Mentaiko Spaghetti is another non traditional Japanese dish that originated from a restaurant in Tokyo named Kabe-No-Ana (“hole in the wall”) which opened in 1963 serving italian pasta with Japanese-style sauces.* This is another example of a Japanese fusion success as it is widely popular in Japan and loved by Japanese foodies. But what is it exactly made of? Why the slightly pink hue? (Altho the light was too yellow when the photo was taken).

Mentaiko is made of pollock roe or fish eggs– yes fish eggs. Altho this sounds a bit odd, it actually gives off a slightly sweet taste that is pleasing to the palette. Here is how mentaiko looks like from the Japanese grocery shelf:

Photo by alotofkitcheneats

Normally, you’d find this in Japanese grocery or korean grocery stores with names like: Myeongnan

Myeongnan-jeot,Tarako, Mentaiko, Ikra mintaya.

Now this is something some people like, and some people don’t like. But if you have no idea what it tastes like and you are curious to try, I would suggest for you to keep your mind open and throw the “fish egg” notion out the window, if it helps.

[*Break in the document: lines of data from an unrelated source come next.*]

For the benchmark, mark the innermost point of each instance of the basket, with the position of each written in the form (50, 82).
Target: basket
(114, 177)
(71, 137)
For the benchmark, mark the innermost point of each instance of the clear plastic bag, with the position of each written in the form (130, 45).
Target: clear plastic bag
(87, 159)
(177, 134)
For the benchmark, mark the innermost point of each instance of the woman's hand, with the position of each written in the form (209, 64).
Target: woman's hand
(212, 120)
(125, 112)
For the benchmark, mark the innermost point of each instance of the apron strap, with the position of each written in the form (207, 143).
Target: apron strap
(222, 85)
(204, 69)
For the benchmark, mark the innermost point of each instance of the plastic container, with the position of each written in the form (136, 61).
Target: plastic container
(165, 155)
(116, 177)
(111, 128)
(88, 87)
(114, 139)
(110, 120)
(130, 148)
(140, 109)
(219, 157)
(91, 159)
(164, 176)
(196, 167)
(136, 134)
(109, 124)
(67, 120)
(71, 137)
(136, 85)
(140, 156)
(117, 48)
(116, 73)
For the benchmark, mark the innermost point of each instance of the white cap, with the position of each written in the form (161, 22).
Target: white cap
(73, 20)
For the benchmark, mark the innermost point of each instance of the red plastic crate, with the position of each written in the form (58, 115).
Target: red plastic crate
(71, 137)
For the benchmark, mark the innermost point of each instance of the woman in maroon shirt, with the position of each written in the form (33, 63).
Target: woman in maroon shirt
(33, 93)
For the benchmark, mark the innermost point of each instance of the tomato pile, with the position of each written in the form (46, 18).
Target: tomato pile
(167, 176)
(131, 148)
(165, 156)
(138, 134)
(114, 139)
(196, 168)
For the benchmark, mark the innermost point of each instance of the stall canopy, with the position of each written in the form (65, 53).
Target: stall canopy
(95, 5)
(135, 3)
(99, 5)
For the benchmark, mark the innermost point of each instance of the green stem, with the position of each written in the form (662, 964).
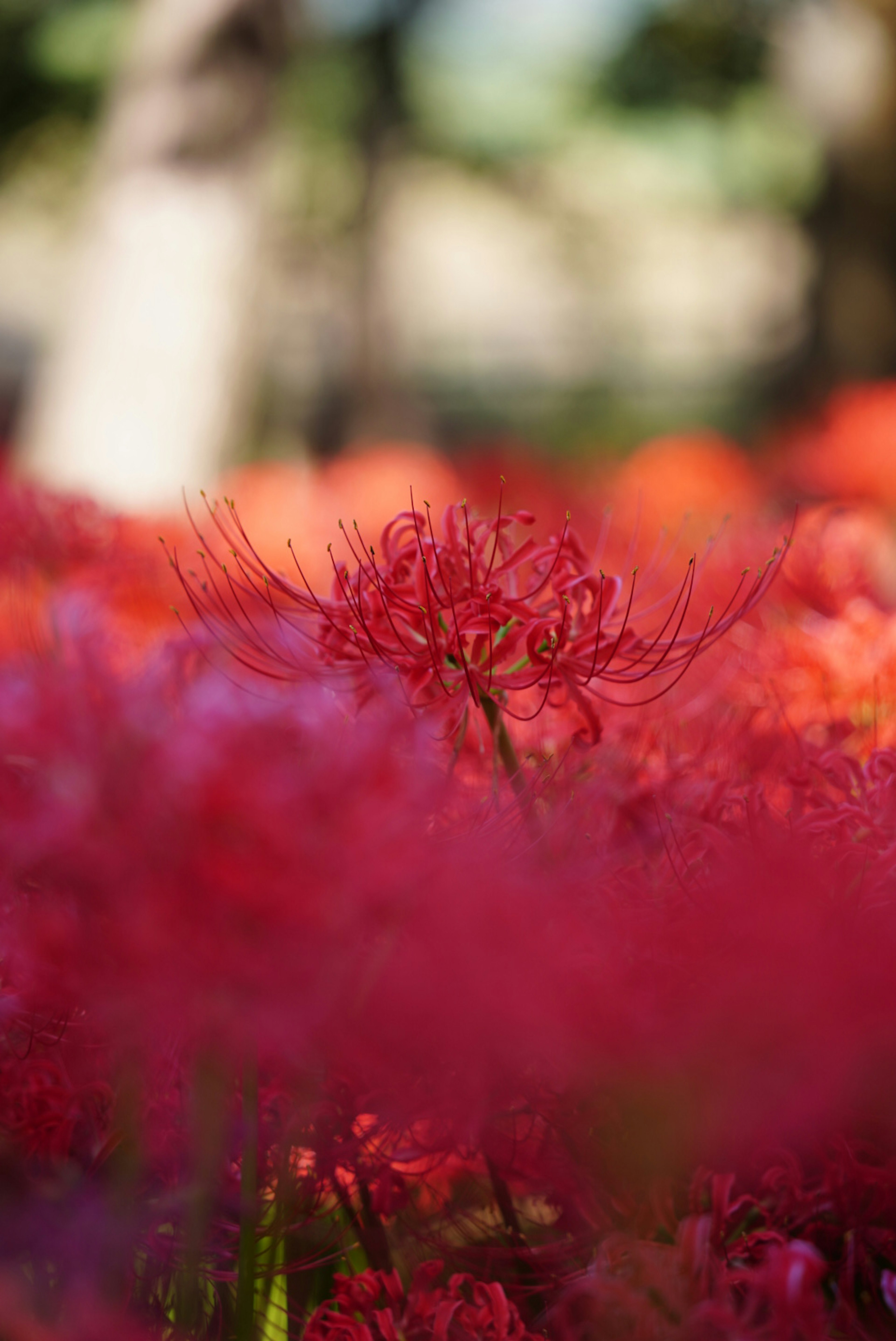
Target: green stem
(245, 1319)
(500, 731)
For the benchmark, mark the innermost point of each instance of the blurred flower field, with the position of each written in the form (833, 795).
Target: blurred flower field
(466, 920)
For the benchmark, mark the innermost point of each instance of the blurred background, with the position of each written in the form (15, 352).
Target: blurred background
(253, 230)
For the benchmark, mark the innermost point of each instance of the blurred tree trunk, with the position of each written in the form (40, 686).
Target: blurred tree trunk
(151, 383)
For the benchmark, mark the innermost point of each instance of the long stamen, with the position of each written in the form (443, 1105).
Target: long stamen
(548, 576)
(474, 695)
(494, 549)
(470, 553)
(616, 647)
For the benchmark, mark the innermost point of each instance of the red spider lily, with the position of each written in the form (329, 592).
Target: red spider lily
(372, 1307)
(474, 616)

There are different ways to make this one, others prefer their mentaiko slightly cooked (it will turn into a lighter color like the specks on the photo below), I prefer it raw as it has a more delicate taste and a better texture.

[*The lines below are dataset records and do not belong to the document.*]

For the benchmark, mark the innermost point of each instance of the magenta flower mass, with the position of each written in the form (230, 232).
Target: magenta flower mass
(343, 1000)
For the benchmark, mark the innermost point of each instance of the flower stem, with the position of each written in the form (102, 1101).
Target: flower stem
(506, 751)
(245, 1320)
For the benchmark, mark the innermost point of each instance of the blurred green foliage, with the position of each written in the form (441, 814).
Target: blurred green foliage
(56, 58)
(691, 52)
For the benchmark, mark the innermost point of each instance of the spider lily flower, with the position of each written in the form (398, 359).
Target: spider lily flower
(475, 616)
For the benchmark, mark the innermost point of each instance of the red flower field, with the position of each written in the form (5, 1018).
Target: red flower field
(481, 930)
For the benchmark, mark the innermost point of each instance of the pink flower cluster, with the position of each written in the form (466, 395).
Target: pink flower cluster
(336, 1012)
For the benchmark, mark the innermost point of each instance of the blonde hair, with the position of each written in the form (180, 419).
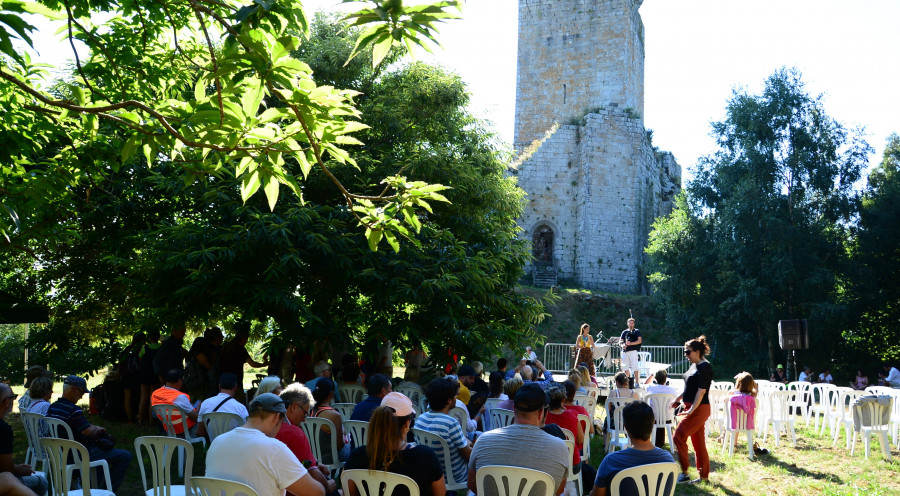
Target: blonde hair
(744, 383)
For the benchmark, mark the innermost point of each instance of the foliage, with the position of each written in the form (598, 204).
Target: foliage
(873, 285)
(208, 86)
(761, 235)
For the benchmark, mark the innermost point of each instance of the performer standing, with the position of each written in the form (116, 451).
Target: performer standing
(631, 344)
(584, 345)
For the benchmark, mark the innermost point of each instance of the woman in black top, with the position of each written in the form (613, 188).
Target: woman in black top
(388, 450)
(697, 381)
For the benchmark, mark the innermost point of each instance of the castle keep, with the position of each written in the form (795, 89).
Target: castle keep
(594, 181)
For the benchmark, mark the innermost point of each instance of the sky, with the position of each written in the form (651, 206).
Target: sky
(697, 53)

The version that I am going to show is for the raw mentaiko. I added a few non traditional, more familiar ingredients as well. If you want it cooked, you just need to saute the mentaiko in the butter as opposed to the method I will discuss below.

Mentaiko Spaghetti

Prep time: 10 minutes

Cooking time: 15 minutes

Serves 5

Photo by cmhung


• 500g spaghetti

• About 6-8 sacs of salted pollack roe or mentaiko or a little less than 1/2 cup of mentaiko (when removed from egg sacs)

• About 3 knobs of butter (depends on how buttery you want your pasta).

• 1/4 cup bacon diced into small pieces

• 1/8 cup spring onion or leeks, sliced very thinly

• 2 tbsps Mirin

• 1 tbsp Sake (if available)

• 1/2 tsp light soy sauce

• Salt and pepper to taste

• A dash of sesame oil

• Nori sliced into thin pieces


1. Boil the pasta according to package instructions and drain, set aside to cool.

2. While pasta is boiling, melt 2 or more knobs of butter (depends on how buttery you want your mixture to be)

3. remove the mentaiko from its containers by slitting the sac open and spooning the contents out. Add all the mentaiko into the melted butter. Ensure that the butter is not too hot if you don’t want it to get cooked and tougher.

4. Add sake, mirin, soy sauce and a dash of sesame oil.

5. On a separate pan saute the bacon and half the leeks in 1 knob of butter.

6. Add the pasta to bacon and leeks butter on the pan and mix well and turn off the heat.

7. Slowly add the mentaiko mixture into the spaghetti, mixing well so that the mentaiko doesnt cook.

8. Season with salt and pepper

9. Serve with more mentaiko sauce on top, leeks and nori slices on top.